The branch has always been considered the best channel for banks to deliver personal service. What many bankers probably don’t realize is that the branch may also be the best place to instruct customers in the use of mobile technology.
That, at any rate, is the theory of executives at West Jordan, Utah-based Mountain America Credit Union, which has deployed so-called “tech champions” in each of its 76 branches. These champions are responsible for educating the other branch employees about the credit union’s technology-based products and services so that those employees can then effectively demonstrate the products to customers.
“Our philosophy is that we want to be able to serve our membership in the way that’s best going to meet their needs,” says Jason Rogers, senior vice president of branch administration. “With this program, employees are better educated about these products, how they work, how to troubleshoot, how to sign people up and how to better meet the needs of members.”
Mountain America began the tech champion program in March with a 10-branch pilot.
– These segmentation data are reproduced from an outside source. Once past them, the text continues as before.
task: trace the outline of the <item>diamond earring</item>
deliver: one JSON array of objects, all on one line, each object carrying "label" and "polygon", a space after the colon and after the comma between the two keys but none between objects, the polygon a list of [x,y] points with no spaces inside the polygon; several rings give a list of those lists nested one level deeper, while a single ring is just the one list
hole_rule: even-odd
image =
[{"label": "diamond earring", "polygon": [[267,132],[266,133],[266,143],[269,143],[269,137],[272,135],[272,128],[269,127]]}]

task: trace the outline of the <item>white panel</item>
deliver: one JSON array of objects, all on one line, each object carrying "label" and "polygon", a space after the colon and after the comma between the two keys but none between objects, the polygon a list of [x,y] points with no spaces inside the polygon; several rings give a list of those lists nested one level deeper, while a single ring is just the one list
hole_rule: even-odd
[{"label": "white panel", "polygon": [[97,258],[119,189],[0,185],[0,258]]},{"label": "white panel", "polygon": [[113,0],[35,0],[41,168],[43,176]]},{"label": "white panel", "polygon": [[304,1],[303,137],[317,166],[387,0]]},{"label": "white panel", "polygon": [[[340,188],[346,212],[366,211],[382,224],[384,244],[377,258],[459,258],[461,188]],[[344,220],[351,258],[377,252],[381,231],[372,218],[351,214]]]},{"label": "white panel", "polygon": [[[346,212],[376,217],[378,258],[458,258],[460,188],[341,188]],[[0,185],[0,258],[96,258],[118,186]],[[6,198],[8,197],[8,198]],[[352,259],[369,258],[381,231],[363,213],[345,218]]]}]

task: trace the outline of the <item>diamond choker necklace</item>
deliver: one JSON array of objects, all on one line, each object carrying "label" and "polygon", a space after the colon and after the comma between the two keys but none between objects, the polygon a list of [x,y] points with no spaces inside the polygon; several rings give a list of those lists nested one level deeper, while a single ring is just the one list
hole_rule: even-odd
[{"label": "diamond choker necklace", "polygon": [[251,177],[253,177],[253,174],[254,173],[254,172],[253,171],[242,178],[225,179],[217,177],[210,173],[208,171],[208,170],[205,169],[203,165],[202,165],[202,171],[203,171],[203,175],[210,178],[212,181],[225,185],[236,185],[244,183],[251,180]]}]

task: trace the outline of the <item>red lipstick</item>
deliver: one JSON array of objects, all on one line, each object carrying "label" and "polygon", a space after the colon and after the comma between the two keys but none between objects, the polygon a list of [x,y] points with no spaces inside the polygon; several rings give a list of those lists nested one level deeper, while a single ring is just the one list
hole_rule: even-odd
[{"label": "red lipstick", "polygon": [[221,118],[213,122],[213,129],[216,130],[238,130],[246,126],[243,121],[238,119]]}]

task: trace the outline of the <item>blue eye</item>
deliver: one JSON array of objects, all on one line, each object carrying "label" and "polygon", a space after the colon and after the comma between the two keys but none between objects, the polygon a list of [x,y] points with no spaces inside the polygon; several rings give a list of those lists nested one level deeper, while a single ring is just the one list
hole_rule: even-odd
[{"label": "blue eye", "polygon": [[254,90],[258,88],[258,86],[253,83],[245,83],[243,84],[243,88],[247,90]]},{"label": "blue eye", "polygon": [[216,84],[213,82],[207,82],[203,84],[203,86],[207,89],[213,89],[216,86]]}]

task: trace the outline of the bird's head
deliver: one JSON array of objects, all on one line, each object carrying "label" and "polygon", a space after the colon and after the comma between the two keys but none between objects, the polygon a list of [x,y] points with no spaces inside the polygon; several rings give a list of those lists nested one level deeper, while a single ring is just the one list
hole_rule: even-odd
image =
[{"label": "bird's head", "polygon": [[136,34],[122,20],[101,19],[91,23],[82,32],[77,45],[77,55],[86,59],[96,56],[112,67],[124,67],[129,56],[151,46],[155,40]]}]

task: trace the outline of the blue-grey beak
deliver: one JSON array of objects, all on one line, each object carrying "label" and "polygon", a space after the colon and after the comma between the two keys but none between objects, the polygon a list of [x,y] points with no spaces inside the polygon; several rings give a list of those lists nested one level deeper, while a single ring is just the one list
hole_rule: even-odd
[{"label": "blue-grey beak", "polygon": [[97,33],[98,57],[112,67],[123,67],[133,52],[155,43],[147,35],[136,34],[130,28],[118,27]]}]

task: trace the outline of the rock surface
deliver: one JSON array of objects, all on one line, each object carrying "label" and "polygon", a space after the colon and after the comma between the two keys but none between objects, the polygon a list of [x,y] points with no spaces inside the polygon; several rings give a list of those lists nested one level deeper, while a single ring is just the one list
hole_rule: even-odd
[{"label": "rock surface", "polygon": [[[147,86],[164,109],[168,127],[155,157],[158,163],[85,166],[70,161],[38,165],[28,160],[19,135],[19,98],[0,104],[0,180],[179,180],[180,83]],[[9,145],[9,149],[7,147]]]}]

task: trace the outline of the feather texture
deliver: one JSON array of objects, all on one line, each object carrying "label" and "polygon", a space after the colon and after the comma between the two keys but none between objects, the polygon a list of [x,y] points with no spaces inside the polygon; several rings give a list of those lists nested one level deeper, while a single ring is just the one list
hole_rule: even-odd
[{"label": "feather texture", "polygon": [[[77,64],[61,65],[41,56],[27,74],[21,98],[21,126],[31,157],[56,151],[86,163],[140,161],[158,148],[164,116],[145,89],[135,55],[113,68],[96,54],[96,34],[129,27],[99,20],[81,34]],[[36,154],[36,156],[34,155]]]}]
The results were so clearly positive that the remaining branches all had their own tech champions by early June, according to Rogers.
“In one case, a woman who just had a savings account with us came in. She was not an active user of the credit union,” Rogers recalls. In the course of discussing Mountain America’s mobile banking application with a branch employee, the customer “signed up for five additional products and services. She brought over her primary checking account and some other items because of the increased convenience that she realized we had to offer through these mobile apps.”
In addition to increased user adoption of its mobile app, the $3.6 billion-asset credit union has also gained valuable feedback on its products, Rogers says. “One key part of this initiative was to have communication set up between those on the administrative side and those tech champions in the branches. We had weekly calls with the tech champions and we noticed we were getting a greater degree of feedback on how we could improve the apps as well as common questions and concerns that the membership was raising. That has led to some enhancements to our apps and allowed the online and mobile team to troubleshoot some things that could be functioning better.”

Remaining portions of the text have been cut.